Anabolic steroids (often shortened to "anabolics") are synthetic substances that mimic the action of the male sex hormone testosterone in the body.
"Anabolic" refers to their ability to build up tissues—most commonly muscle—but they can also act on bone, fat, and other organs.
"Steroid" denotes the chemical structure: a four‑ring core that is common to many hormones (e.g., cortisol, estrogen).
Because of this mimicry, anabolic steroids are used in medicine to treat conditions such as delayed puberty, muscle wasting disorders, and certain hormonal deficiencies. However, athletes often take them off‑label for performance enhancement.
2. How Anabolic Steroids Work on the Body
Step Process What Happens
1 Absorption Oral steroids are absorbed through the digestive tract; injectable forms bypass digestion and enter directly into circulation.
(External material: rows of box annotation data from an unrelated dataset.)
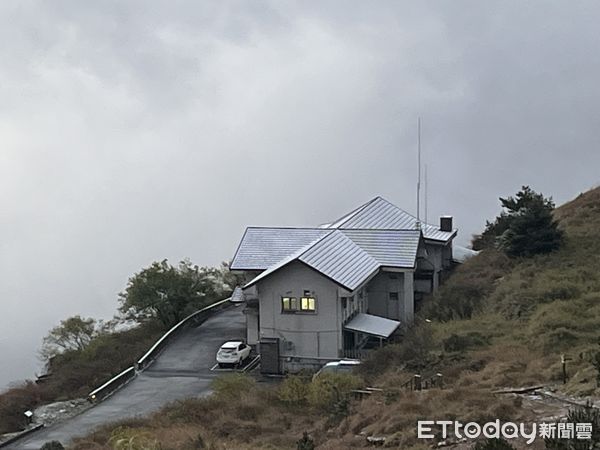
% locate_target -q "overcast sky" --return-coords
[0,0,600,386]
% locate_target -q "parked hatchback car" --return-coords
[313,359,360,379]
[217,341,250,367]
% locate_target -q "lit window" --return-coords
[281,297,298,312]
[300,297,316,311]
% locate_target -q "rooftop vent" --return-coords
[440,216,452,231]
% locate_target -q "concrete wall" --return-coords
[257,261,342,369]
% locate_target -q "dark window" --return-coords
[300,297,317,312]
[281,297,298,312]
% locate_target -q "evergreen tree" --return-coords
[472,186,563,257]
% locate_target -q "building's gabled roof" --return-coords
[231,197,456,291]
[245,230,421,291]
[322,197,456,242]
[231,227,331,270]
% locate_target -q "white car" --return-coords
[217,341,251,367]
[313,359,360,379]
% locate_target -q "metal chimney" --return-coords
[440,216,452,231]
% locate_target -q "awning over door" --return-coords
[344,313,400,338]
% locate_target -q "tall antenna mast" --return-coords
[417,117,421,229]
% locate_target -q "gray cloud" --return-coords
[0,1,600,384]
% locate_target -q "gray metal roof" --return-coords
[341,230,421,268]
[231,227,331,270]
[344,313,400,338]
[324,197,456,242]
[452,245,479,263]
[298,230,380,291]
[231,197,456,291]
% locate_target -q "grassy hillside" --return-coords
[68,185,600,449]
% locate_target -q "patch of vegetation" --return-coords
[29,189,600,450]
[473,186,563,257]
[442,331,490,352]
[0,261,238,433]
[40,441,65,450]
[119,259,237,329]
[473,439,515,450]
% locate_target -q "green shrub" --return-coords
[277,375,310,405]
[545,401,600,450]
[308,373,362,412]
[473,439,515,450]
[108,427,161,450]
[40,441,65,450]
[443,331,490,352]
[296,431,315,450]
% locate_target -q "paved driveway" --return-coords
[8,305,245,450]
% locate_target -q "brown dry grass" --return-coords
[70,188,600,450]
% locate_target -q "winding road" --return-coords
[6,305,246,450]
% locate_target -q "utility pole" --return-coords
[424,163,429,223]
[417,117,421,228]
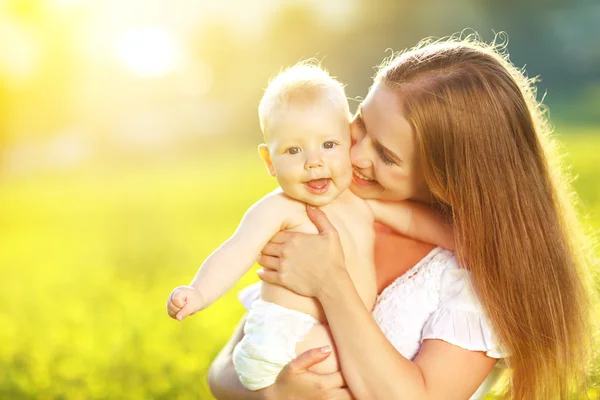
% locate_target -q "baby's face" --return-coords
[267,104,352,206]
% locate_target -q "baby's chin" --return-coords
[294,189,341,207]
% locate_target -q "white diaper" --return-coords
[233,299,319,390]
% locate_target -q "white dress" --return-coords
[240,247,506,400]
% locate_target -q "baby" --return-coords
[167,63,448,390]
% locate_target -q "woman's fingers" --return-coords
[321,372,346,389]
[306,204,337,233]
[256,268,281,285]
[328,389,354,400]
[257,254,281,271]
[287,346,331,374]
[269,231,294,243]
[261,242,283,257]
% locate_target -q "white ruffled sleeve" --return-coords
[422,263,507,358]
[238,282,260,310]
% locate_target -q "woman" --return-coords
[210,39,588,399]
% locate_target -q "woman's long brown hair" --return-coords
[376,36,592,400]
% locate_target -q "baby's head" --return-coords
[258,62,352,206]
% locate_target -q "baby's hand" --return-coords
[167,286,204,321]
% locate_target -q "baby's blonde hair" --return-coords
[258,60,350,137]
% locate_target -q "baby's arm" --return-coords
[167,193,290,320]
[367,200,454,250]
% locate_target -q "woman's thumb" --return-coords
[306,204,337,233]
[289,346,331,373]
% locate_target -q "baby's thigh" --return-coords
[296,324,340,374]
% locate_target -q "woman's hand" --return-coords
[264,349,354,400]
[258,205,346,297]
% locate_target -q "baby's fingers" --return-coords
[175,303,196,321]
[171,289,187,308]
[167,299,181,318]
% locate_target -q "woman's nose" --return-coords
[350,137,371,169]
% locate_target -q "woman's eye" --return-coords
[377,147,396,165]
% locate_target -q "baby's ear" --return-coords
[258,143,276,176]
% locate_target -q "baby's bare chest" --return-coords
[289,205,377,304]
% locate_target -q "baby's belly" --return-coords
[260,261,377,323]
[260,282,327,323]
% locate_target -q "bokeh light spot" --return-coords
[116,27,181,78]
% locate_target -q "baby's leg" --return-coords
[296,324,340,374]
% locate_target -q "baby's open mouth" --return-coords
[304,178,331,194]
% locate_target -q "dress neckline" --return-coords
[377,246,444,300]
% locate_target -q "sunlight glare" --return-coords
[116,27,182,78]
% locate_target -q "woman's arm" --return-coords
[367,200,454,250]
[208,317,354,400]
[319,271,497,400]
[260,207,496,400]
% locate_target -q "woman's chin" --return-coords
[350,181,381,200]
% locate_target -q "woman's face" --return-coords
[350,82,431,203]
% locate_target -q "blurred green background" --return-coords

2 Transport to Target Cells Steroids circulate bound mainly to sex‑hormone‑binding globulin (SHBG) and albumin; only free molecules can penetrate cells.
3 Receptor Binding Inside the cell, steroids bind to intracellular receptors (androgen or estrogen). This complex then translocates to the nucleus.
4 Gene Expression Modulation The steroid–receptor complex acts as a transcription factor, binding to hormone response elements on DNA and influencing the transcription of specific genes—either up‑regulating anabolic proteins (e.g., creatine kinase) or down‑regulating catabolic pathways.
5 Physiological Outcomes Resultant changes include increased protein synthesis, reduced proteolysis, enhanced glycogen storage, altered water retention, and modifications in lipid metabolism. These biochemical shifts manifest as improved strength, endurance, recovery, and muscle hypertrophy.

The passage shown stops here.